Sometime during the late Sixties I read about a war protester named Moyer. A few years later I read about a man named Moyer who helped develop an electronic device used on the rockets that landed on the moon. I am not at all sure they are the same man and in my rational moments I doubt seriously that they are. But if they are, then I am certain of one thing further—that man is also my Moyer, a reclusive and anonymous student who in the winter of 1964 found himself trapped high within a campus tower and besieged by the forces of technology and mass hysteria.
Although we both attended Rice University in Houston, then a school of fewer than 2500 students, I never met Moyer and never knew what he looked like. The only time I’d heard of him before the siege in the tower was during my sophomore year. Two friends and I had stolen some stationery from the student health center and used it to mimeograph a letter to all freshmen and sophomores. It requested that they appear at the health center at one o’clock the next Thursday afternoon with a urine sample “no less than 14 cubic centimeters in volume.” Just before 1 p.m. that day students started lining up outside the center. Most of the men carried their samples in Coke or beer bottles.
A few women did the same, but most of them were more circumspect and concealed their bottles or cups or whatever inside brown paper sacks. Several science majors, evidently wanting to be precise, brought theirs in graduated beakers from a laboratory.
At 1 p.m. the head nurse returned from her lunch to find a long line waiting outside her door. “What is this?” she shouted. “Who are you people?” They started shouting back at her and there was a confusing babble of voices for several minutes until someone produced a copy of our letter. “This is a fake!” the nurse announced. She threw the letter to the ground and stamped on it furiously. Then she spun on her heel, walked into the health center, and locked the door behind her.

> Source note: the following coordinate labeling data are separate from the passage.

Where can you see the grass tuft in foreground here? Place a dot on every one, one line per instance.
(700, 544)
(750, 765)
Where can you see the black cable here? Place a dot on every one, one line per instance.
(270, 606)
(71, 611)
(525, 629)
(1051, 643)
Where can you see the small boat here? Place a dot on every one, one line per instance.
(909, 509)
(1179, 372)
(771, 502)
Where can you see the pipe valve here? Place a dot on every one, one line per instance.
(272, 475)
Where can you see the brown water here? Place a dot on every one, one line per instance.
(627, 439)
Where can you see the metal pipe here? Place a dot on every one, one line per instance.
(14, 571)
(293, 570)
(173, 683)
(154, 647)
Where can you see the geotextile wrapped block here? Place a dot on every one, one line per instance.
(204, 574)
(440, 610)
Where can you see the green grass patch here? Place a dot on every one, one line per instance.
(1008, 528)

Students in the line now began to feel how ridiculous they looked holding their little bottles. One student simply poured his out on the ground. It splashed on the pants cuff of someone near him who threw his sample at the first person’s pants legs. It soaked him but it also soaked another student standing nearby.
This student emptied his at the chest of yet another student who until that time had been only an innocent bystander. No one wanted any more of that. Men and women alike escaped by running in all directions with their samples held at arm’s length.

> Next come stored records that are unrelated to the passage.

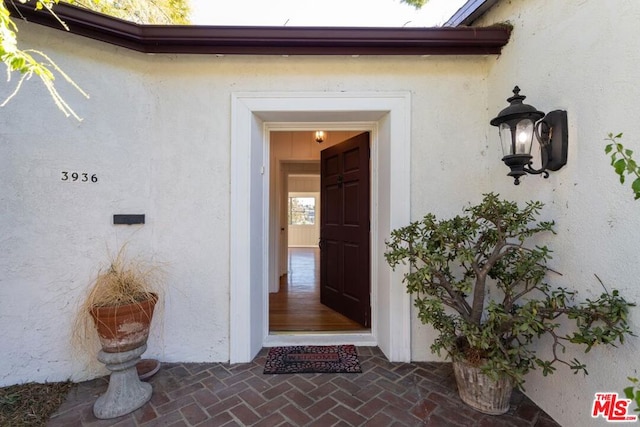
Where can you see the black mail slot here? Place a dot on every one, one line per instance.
(128, 219)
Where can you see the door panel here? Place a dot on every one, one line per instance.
(344, 229)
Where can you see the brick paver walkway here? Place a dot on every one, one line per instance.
(217, 394)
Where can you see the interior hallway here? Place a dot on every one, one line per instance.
(296, 307)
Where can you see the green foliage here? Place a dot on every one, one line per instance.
(633, 392)
(30, 62)
(157, 12)
(477, 283)
(415, 3)
(623, 163)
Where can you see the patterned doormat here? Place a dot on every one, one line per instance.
(336, 359)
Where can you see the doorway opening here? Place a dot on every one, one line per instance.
(253, 242)
(295, 300)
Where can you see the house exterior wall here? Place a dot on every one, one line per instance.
(156, 132)
(582, 57)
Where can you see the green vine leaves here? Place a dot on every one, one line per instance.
(623, 163)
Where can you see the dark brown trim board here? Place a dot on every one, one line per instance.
(230, 40)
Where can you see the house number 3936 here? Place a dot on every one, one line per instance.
(78, 177)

I had been watching all this with one of my friends from the window of a second-story dorm room. At the end, when everyone was running, he said, “There goes Moyer. Look! He’s holding his nose.”

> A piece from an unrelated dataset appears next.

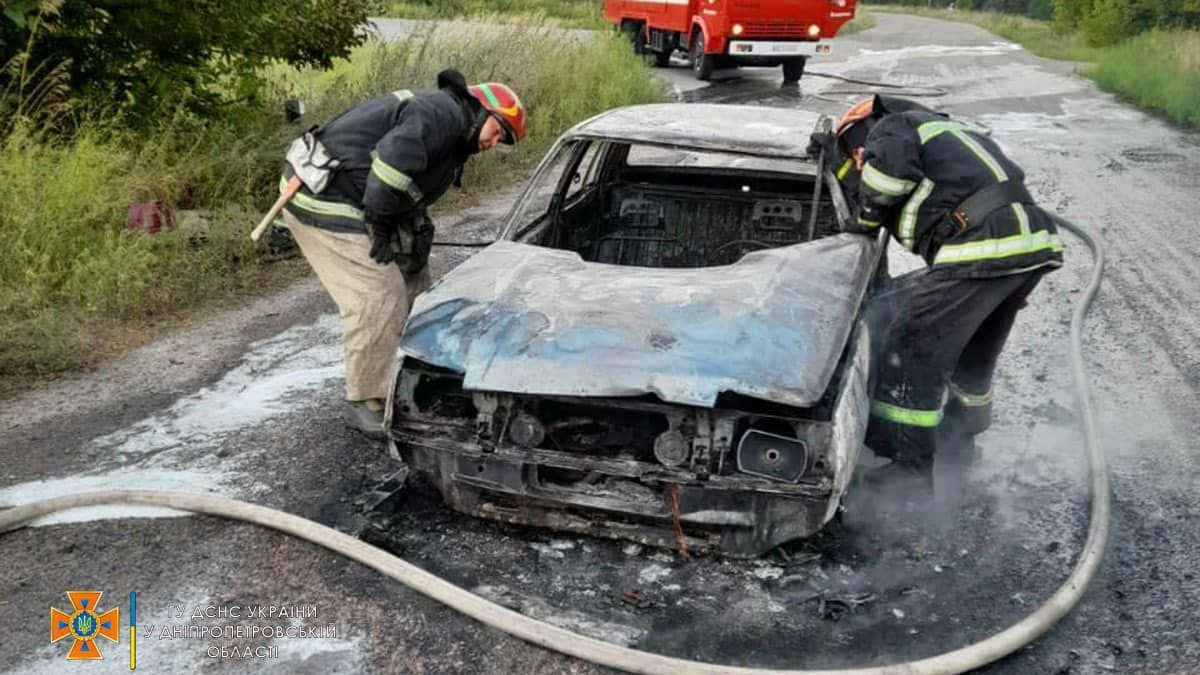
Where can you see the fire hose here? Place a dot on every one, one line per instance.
(630, 659)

He pointed and I saw the back of a red shirt disappear around the corner of a building.
“Who’s Moyer?” I asked.
“He’s this guy in my physics lab.” My friend shrugged. “All I know is he breaks the curve on all the tests.” But a look of malicious glee, unusual for him, appeared on my friend’s face as he talked. For the rest of the year he devoted himself to bridge, a passion he had always overindulged, and to practical jokes, a passion born, I’m afraid, with our urine-sample prank. At the end of that year he flunked out.
I didn’t hear the name Moyer again until January of the following school year, when first semester finals were about to begin. Finals Week always produced strange events. Rice was a difficult, demanding, and extremely competitive school where nearly all the undergraduates lived in dormitories on the campus. During finals the claustrophobic, pressurized atmosphere in the dorms became so intense that mass lunacy was the only way to relieve it. There were water fights, midnight football games, mob bellowings in front of the girls’ dorm, fart lightings, and worse. This finals period, during the winter of my junior year, the rage that swept the campus involved Moyer. I discovered, as the phenomenon ran its course, that no one I talked to had met Moyer or could recognize him or knew anything about him except this: Moyer roomed in a campus landmark known as the Will Rice tower.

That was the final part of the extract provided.